There are some things that should be changed about this code, the order by 3 desc in __stage1 is a obvious waste of processing. But once you look at that, you notice __stage2 is joining to itself twice and then in the final select only taking one of those sets of results.

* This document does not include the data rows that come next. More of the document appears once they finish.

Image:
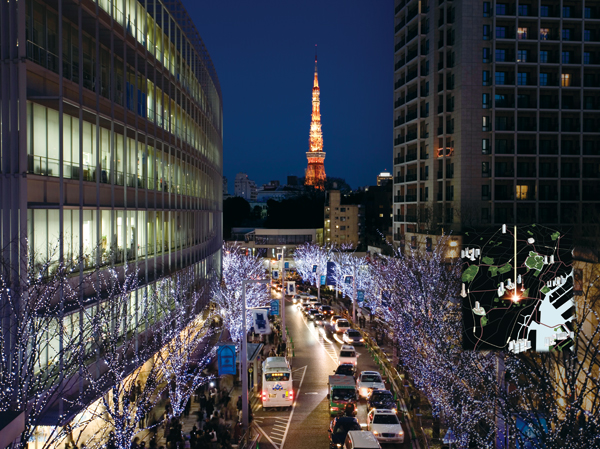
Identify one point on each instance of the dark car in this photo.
(382, 399)
(346, 369)
(339, 428)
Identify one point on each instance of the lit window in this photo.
(522, 192)
(522, 33)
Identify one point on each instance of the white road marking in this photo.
(293, 408)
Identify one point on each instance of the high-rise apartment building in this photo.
(496, 114)
(110, 142)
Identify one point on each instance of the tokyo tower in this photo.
(315, 173)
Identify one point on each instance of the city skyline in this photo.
(271, 51)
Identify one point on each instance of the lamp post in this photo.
(245, 352)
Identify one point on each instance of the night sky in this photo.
(263, 52)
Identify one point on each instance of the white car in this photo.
(385, 426)
(347, 354)
(342, 325)
(369, 381)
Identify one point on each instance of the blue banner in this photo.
(330, 273)
(226, 359)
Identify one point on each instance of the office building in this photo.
(496, 114)
(117, 158)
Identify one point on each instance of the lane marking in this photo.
(293, 408)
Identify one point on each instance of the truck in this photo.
(341, 392)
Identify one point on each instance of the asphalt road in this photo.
(305, 425)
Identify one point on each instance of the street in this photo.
(305, 425)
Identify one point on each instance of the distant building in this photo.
(384, 178)
(341, 221)
(244, 187)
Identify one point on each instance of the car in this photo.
(342, 325)
(347, 354)
(369, 381)
(319, 319)
(385, 426)
(382, 399)
(339, 428)
(326, 310)
(353, 337)
(346, 369)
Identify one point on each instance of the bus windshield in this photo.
(277, 377)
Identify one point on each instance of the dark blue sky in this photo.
(263, 52)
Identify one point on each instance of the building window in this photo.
(486, 55)
(485, 123)
(522, 55)
(486, 9)
(523, 10)
(500, 78)
(486, 77)
(485, 146)
(522, 78)
(522, 33)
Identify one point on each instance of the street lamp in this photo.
(245, 282)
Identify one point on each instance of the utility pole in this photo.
(245, 352)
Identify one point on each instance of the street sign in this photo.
(360, 296)
(275, 307)
(226, 359)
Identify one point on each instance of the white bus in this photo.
(277, 388)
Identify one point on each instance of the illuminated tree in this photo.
(227, 294)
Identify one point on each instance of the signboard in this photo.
(291, 287)
(226, 359)
(274, 307)
(330, 273)
(360, 297)
(260, 320)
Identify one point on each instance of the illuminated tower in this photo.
(315, 173)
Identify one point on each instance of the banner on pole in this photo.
(330, 273)
(291, 288)
(226, 359)
(261, 321)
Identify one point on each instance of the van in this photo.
(361, 439)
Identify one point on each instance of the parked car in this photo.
(385, 426)
(353, 337)
(339, 428)
(383, 399)
(369, 381)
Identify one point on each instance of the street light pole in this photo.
(245, 352)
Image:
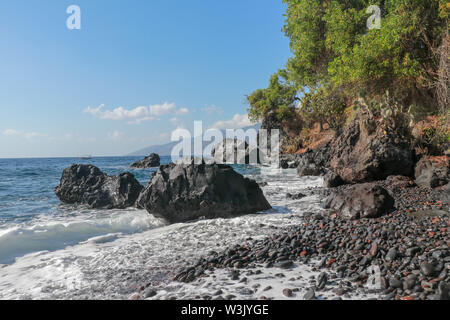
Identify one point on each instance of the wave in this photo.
(54, 235)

so the latter half of the code can be written:

,__stage1 as (
    select name__3 as name,
        state__3 as state,
        round(any_value(case when group_set=3 then popularity_ratio__3 end),3) as popularity_ratio
    from __stage0
    where group_set not in (0,1,2)
    group by 1,2
    qualify row_number() over(partition by state order by popularity_ratio desc) <= 10
    --order by 3 desc
)
select
    state,
    listagg(name||'('||popularity_ratio||')', ', ') within group (order by popularity_ratio desc) as by_name_list_detail
from __stage1
group by 1
order by 1 asc;

[July 2023]
10 months later, there was more to this post, but time has moved on… so this appears to just be old ramblings.. nothing new perhaps. Anyways many people rewrote the SQL nicely on HackerNews, so that is nice to see.